The floras of the islands and coasts of the tropical Pacific are here regarded entirely from the standpoint of plant-dispersal. The fruits and seeds rather than the flowers have been the subject of my investigations; and although there is much to please the eye in the flora of a Pacific island, it was always with a sense of disappointment that I turned away from some pretty flowering plant that failed to present me with its seed. Amongst the wonders of the plant-world rank the Tree Lobelias of the Hawaiian Islands; yet their greatest charm to me lay not so much in their giant-flowers and their arborescent habit as in the mystery surrounding the home of their birth and their mode of arrival in these islands. When I first stood under the shade of the lofty Dammara vitiensis, the Kauri Pine of Fiji, all my interest lay in its cones lying on the ground; and I remember how eagerly I handled my first specimen, and how anxiously I watched its behaviour when experimenting on its capacity for different modes of transport. When a strange plant presented itself on a beach, my first care was to ascertain the fitness of its fruits or seeds for transport by the currents; and all inland plants with fruits likely to attract frugivorous birds were at once invested with a special interest for me.

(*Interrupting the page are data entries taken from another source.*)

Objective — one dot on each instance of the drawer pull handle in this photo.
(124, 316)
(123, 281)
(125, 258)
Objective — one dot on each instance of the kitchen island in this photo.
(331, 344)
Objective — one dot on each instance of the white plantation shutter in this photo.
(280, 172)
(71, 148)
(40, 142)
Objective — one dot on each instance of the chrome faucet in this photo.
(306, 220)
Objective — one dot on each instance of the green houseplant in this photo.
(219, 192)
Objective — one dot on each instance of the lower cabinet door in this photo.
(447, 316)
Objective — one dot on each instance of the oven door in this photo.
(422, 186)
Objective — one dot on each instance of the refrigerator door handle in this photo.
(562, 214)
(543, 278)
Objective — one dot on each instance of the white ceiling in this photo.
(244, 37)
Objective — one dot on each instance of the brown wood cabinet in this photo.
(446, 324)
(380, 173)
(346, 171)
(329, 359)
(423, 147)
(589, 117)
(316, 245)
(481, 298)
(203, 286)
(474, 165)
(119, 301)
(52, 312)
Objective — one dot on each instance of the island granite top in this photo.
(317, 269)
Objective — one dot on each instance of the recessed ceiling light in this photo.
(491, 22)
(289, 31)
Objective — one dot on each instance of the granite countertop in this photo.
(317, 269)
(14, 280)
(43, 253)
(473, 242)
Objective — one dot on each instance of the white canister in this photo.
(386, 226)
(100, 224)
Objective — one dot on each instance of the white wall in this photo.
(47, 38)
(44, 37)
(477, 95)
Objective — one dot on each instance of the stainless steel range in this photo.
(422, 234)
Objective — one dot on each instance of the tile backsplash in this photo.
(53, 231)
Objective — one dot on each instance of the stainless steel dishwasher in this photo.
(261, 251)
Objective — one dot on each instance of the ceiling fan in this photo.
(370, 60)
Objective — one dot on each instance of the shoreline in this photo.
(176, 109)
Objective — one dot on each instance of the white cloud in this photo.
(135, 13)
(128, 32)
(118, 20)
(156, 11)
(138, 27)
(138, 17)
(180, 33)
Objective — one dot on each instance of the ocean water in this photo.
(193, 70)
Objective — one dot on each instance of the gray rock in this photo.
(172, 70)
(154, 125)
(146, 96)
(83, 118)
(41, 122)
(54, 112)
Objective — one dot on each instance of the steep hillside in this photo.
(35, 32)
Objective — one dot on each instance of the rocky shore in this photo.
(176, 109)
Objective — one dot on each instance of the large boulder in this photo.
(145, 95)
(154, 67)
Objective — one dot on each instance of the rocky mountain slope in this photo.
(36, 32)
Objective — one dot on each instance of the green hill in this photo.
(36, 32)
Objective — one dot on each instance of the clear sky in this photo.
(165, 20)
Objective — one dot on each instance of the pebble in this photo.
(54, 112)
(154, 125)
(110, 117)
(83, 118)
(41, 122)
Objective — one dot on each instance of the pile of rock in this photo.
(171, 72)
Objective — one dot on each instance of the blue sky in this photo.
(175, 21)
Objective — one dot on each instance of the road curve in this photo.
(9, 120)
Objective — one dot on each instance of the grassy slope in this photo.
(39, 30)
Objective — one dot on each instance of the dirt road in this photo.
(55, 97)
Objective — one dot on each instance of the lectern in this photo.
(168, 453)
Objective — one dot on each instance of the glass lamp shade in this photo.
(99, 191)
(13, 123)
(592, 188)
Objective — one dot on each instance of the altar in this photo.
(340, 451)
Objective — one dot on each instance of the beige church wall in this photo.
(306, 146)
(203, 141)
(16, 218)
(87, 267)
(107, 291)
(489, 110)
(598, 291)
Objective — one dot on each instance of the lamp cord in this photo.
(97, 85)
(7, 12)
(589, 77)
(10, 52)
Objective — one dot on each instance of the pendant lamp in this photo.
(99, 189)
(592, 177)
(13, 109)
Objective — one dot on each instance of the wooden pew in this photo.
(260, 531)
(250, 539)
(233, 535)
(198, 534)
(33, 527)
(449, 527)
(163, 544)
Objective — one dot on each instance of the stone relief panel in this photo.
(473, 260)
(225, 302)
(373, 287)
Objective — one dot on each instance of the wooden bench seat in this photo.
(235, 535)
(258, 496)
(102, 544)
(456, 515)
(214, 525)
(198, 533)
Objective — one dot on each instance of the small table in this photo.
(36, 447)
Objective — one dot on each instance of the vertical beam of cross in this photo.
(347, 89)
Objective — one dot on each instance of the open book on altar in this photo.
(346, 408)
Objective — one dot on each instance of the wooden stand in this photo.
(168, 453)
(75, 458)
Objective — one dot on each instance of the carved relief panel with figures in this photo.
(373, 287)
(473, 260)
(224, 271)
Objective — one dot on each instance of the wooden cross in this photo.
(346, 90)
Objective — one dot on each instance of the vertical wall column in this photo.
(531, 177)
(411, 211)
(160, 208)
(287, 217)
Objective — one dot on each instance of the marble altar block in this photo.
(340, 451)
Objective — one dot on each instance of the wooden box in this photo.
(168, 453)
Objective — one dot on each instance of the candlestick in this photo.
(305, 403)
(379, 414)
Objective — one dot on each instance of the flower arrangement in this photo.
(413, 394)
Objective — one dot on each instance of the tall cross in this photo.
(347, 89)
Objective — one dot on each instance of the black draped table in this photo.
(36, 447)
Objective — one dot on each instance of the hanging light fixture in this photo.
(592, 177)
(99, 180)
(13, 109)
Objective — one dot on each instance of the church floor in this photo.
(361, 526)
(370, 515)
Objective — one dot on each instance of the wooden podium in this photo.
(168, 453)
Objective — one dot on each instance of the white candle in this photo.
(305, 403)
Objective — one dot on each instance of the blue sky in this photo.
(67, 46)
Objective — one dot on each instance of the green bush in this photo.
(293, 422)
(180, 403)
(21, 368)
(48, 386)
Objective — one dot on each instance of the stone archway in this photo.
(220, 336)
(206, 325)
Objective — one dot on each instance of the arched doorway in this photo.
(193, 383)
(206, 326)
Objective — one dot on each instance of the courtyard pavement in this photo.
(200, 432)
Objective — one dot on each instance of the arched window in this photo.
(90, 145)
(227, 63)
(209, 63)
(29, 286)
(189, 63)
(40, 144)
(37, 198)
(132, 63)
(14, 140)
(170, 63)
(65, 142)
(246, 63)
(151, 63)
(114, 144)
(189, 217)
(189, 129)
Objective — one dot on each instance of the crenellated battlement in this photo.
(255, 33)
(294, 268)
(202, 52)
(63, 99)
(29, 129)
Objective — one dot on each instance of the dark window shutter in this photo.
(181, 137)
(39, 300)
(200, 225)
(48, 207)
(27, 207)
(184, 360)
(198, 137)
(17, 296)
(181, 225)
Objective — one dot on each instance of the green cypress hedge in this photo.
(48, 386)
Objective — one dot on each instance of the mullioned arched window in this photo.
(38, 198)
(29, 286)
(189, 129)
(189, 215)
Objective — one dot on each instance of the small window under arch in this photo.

The mangrove swamps were always great places of interest, and months of my sojourn in the Pacific must have been passed in exploring their creeks and in examining their vegetation. Botanists usually avoid these regions; but the observation of the germination of the Rhizophora fruits on the trees and the inquiries connected with their methods of distribution over the oceans were pursuits so engrossing that I ignored the numerous discomforts connected with the exploration of these gloomy regions. The magnificent mangrove forests of the Ecuador coast of the Pacific will live longest in my memory, though the risks were considerably greater and the discomfort of existence extreme. But the mangrove swamps present us with glimpses into the conditions of plant life during the warmer epochs of the earth’s history, when perhaps the seed-stage was largely dispensed with, whilst an atmosphere, laden with moisture and screening off much of the sun’s light, enveloped most of the circumference of the globe.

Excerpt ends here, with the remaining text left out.